When telling people where you live you say you lived in London, but if that was true it wouldn’t take so long to get to London Waterloo. Even if you manage to catch the fast train which misses out irrelevant places such as St. Margarets and North Sheen, it still takes ages. Twickenham doesn’t even have a tube stop so it’s just not really in London.

Everyone is so middle class

I’m surprised we’ve only got one Waitrose to be honest.

William Webb Ellis Wetherspoons is the only place to go for a pint

The option for pubs in Twickenham is spread between gastro-wanky establishments where the bluey-grey decor is the same as your mum’s living room, or places where the drinks are just as expensive but there are too many flea-bitten Twickers-old-timers that enjoying your pint is difficult.

Everyone thinks Richmond College is really scary

If you were wearing your college ID around your neck people would cross the street from you assuming that you were going to happy-slap them. Most of us aren’t bad eggs but simply traded in a better education for the fact that College was five minutes away from where we lived.

People who lived nearby hated us. When there were police dogs at the gates in the morning, baggies would be strewn across the surrounding residential roads, ruining the suburban aesthetic. How bloody awful.

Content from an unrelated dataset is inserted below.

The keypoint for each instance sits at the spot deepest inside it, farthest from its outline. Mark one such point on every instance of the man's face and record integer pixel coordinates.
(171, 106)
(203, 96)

Heatham House was the holy grail of teenage nightlife

I don’t know who these people are, but I’m pretty sure they weren’t regulars

At least that’s what I heard. My mum never let me go as one time one of her friend’s sons was offered drugs at a disco there. The horror. Cheers Mum.

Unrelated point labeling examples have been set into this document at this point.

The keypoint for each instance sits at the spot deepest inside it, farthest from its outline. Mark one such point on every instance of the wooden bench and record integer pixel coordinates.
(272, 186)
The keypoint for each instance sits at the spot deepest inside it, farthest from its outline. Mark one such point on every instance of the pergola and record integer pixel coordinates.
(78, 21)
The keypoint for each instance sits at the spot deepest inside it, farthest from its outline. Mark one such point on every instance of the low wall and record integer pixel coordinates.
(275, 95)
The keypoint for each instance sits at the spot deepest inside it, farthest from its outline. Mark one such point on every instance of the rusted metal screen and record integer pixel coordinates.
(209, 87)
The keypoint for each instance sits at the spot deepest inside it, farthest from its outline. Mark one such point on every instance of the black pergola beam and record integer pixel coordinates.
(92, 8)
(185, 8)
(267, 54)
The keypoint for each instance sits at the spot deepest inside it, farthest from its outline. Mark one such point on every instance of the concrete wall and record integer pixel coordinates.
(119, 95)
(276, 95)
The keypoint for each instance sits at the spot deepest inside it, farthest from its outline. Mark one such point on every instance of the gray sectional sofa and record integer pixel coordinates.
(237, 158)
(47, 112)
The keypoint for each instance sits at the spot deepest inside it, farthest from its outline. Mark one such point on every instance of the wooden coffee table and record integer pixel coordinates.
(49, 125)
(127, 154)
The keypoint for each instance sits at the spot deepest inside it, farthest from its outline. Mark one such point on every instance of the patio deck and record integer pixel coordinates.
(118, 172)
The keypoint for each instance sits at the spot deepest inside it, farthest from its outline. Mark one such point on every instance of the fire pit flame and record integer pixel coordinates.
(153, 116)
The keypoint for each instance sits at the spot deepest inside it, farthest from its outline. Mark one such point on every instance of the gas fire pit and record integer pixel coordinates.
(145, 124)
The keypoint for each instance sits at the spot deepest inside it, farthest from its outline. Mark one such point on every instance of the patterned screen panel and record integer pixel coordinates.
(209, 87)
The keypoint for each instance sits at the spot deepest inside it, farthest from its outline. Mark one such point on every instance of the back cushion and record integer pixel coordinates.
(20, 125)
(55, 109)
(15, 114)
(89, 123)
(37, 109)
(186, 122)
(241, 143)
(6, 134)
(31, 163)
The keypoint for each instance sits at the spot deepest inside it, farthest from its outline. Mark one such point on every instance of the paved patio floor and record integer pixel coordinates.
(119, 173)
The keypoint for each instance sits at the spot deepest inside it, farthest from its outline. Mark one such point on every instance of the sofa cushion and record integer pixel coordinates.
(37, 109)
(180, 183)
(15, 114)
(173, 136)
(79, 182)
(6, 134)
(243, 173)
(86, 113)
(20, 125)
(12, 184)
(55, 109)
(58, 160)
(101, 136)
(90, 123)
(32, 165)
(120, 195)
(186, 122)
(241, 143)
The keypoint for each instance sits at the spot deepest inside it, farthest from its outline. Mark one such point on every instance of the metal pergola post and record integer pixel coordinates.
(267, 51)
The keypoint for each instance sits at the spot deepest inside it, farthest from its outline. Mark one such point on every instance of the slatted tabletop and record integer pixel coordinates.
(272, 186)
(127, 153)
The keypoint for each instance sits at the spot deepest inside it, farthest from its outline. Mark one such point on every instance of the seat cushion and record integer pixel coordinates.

People from Whitton say they live in Twickenham but they just don’t

I’m going to level with you, I’m one of these people. Guilty. The problem is that Whitton isn’t actually a real place, the train station is rubbish and our high street is only just starting to show the signs of gentrification to push up our property prices to the obscene levels of you guys on the other side of the A316. Twickenham stadium is actually in Whitton though, so don’t talk to us about identity crises.

The realisation that you’re never going to be able to live here when you’re older

The option of living where you grew up doesn’t exist if you live in Twickenham. You wont even inherit your parents house as if they’ve got any sense they will eventually sell your ridiculously overpriced family home and buy half of Albania or a string of Caribbean islands.

Eel pie island seemed sketchy as fuck

DON’T. CROSS. OVER. THE. BRIDGE.

The ominous bridge that led from the riverside over to a collection of houses. Rumour was that ancient and decrepit celebrities and dodgy types lived over there, only adding to the mystery. When you were old enough to be out on your own and venture over to have a look round, you didn’t stay long. The quietness was unsettling and there was the underlying feeling that you were about to get kidnapped.

Living underneath the Heathrow flight path is the best thing ever…

…said no-one ever. Having the airport so close isn’t even useful as the flights are so much more expensive.

The N22 pilgrimage home is horrific

If you’re on a night out in central London, the N22 is the only way to get home. It takes SO long and you always fall asleep and wake up in Fulwell bus garage which is miles away from anywhere.

It was crazy when Vince Cable started appearing on TV

Our former local MP was the nicest guy ever. Everyone knew where he lived (just on the roundabout by the rugby stadium) and the modesty of his house signalled that this was a politician you could trust. But then everyone started hating Nick Clegg and the Lib Dems and you couldn’t believe this was happening to lovely Vince. Such a shame.